SI – We have had mini crises each time we begin a new study because our usual approaches need refinement to fully describe the new play. But the more we work in different areas, the more impor­tant it becomes to take into account additional variables. Operating practices can vary. The geology itself can also be different, in terms of porosity and rock information. Once we figured out how to factor in all this new info, through statistical analysis, we were able to iden­tify the key drivers of production in each play. Making all those connections has been a true revelation to us.
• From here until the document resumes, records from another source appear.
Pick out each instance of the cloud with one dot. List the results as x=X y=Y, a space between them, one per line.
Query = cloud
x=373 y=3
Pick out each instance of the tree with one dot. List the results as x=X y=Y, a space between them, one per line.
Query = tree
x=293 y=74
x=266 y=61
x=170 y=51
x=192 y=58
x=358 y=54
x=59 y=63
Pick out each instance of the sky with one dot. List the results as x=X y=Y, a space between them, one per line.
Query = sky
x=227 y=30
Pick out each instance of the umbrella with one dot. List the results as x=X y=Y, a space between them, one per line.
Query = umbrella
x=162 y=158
Suddenly we can see in great detail how all these factors connect.

SO WHY IS THIS INFORMATION USEFUL?

SI – The study offers a set of key param­eters and variables that should be consid­ered before any decision to drill. We are currently developing an online tool to show people what we do. This is not just about estimating one value or a simple figure for each well’s potential. The study is about more than just price. Never before has there been this much detail available to the burgeoning shale gas industry.
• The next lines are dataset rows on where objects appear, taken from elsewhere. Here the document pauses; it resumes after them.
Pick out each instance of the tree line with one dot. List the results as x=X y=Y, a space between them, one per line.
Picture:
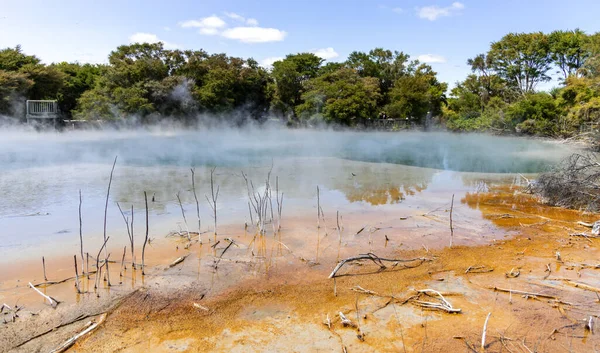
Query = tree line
x=149 y=83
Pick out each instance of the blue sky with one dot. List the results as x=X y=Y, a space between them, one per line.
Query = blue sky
x=443 y=33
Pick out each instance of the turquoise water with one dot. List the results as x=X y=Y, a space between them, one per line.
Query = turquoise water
x=239 y=148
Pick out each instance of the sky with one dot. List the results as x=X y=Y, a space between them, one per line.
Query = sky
x=443 y=33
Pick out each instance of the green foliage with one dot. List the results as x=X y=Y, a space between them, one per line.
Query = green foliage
x=290 y=75
x=417 y=94
x=13 y=85
x=342 y=96
x=522 y=59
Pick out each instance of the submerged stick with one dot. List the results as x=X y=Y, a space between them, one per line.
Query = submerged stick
x=484 y=333
x=76 y=275
x=187 y=229
x=105 y=216
x=197 y=207
x=215 y=196
x=53 y=303
x=44 y=267
x=81 y=235
x=451 y=228
x=98 y=262
x=145 y=239
x=123 y=262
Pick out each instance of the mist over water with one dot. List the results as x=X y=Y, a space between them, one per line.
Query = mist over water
x=242 y=147
x=41 y=174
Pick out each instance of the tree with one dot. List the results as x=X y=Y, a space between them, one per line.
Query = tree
x=341 y=97
x=289 y=76
x=522 y=59
x=417 y=94
x=567 y=51
x=12 y=59
x=13 y=87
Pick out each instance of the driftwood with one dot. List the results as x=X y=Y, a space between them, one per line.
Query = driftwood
x=442 y=303
x=87 y=328
x=178 y=261
x=529 y=294
x=484 y=332
x=53 y=302
x=582 y=286
x=376 y=259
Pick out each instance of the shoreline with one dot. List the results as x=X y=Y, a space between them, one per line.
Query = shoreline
x=273 y=307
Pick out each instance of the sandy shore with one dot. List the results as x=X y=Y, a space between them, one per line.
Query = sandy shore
x=272 y=294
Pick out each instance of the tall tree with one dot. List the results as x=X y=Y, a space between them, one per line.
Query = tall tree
x=289 y=75
x=522 y=59
x=567 y=50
THE STUDIES HAVE ALSO GARNERED A LOT OF MAINSTREAM MEDIA ATTENTION, BOTH NATIONAL AND INTERNATIONAL. WHY DO YOU THINK THIS IS OF INTEREST TO THE GENERAL PUBLIC?

ST – This kind of detail is useful to anyone who uses energy, which by the way, is every single one of us. The public is interested because we all benefit tremendously through enhanced energy security and more affordable natural gas. We have found international, national and state governments are interested, as well as industry and other academics. The study is informing the people who need to make decisions in energy and related sectors of the economy.

We have been contacted by about a couple dozen public and private power producers in the last two years alone.

Even many environmental NGOs are interested. They need to understand what the reality of future energy fuels and resources look like before they try to inform government regulatory policies.

WHY ARE FOREIGN GOVERNMENTS AND ENERGY PRODUCERS INTERESTED?

ST – Shale gas resources can be found in basins all over the world, even in places that currently have no domestic energy production of their own. So there are opportunities for others to play in this brave new world just like us.

Those whose current economic condi­tion is bolstered by selling inexpensive conventional natural gas, like Russia and the Middle East, aren’t as keen on shale gas…yet. Today it interferes with their margins selling more affordable conventional gas into markets. However, other regions like Australia and South America would love to see their shale developed. And down the road, Russia and the Middle East will develop their source rocks as well.

SO WHAT’S NEXT FOR THE BEG SLOAN STUDIES?

SI – We will be publishing our results from the Marcellus Play in the next six months. In the meantime we are completing the Eagle Ford and starting the Bakken Play analysis.

Then, we will also be looking west: the BEG intends to study the biggest oil basin in Texas, the Permian Basin. We’re getting started on that, but it’s a compli­cated play.

We are also in conversation with the Ohio government to help them under­stand and perhaps consider a similar study in the Utica Play.

Between that, our team finishing the Marcellus, as well as doing a loop back into our other three basins, we’re pretty busy.

ST – In addition, we are expanding the study into new areas. With additional funding from the Sloan Foundation and the Mitchell Foundation we are looking into the water resources associated with shale gas and shale oil production. Until recently data on water use in hydraulic fracturing was very sparse. Because of new regulations, operators are now reporting how much water they use. Bridget Scanlon and JP Nicot from BEG are leading the way on that one.

COULD YOU DO MORE STUDIES IF YOU HAD MORE MONEY?

ST – It’s not just about resources. It’s about balancing and managing the bureau’s expertise. We could always expand it by hiring more people but the quality would deteriorate. Whatever research we produce needs to be of the highest quality. That’s what’s important to us.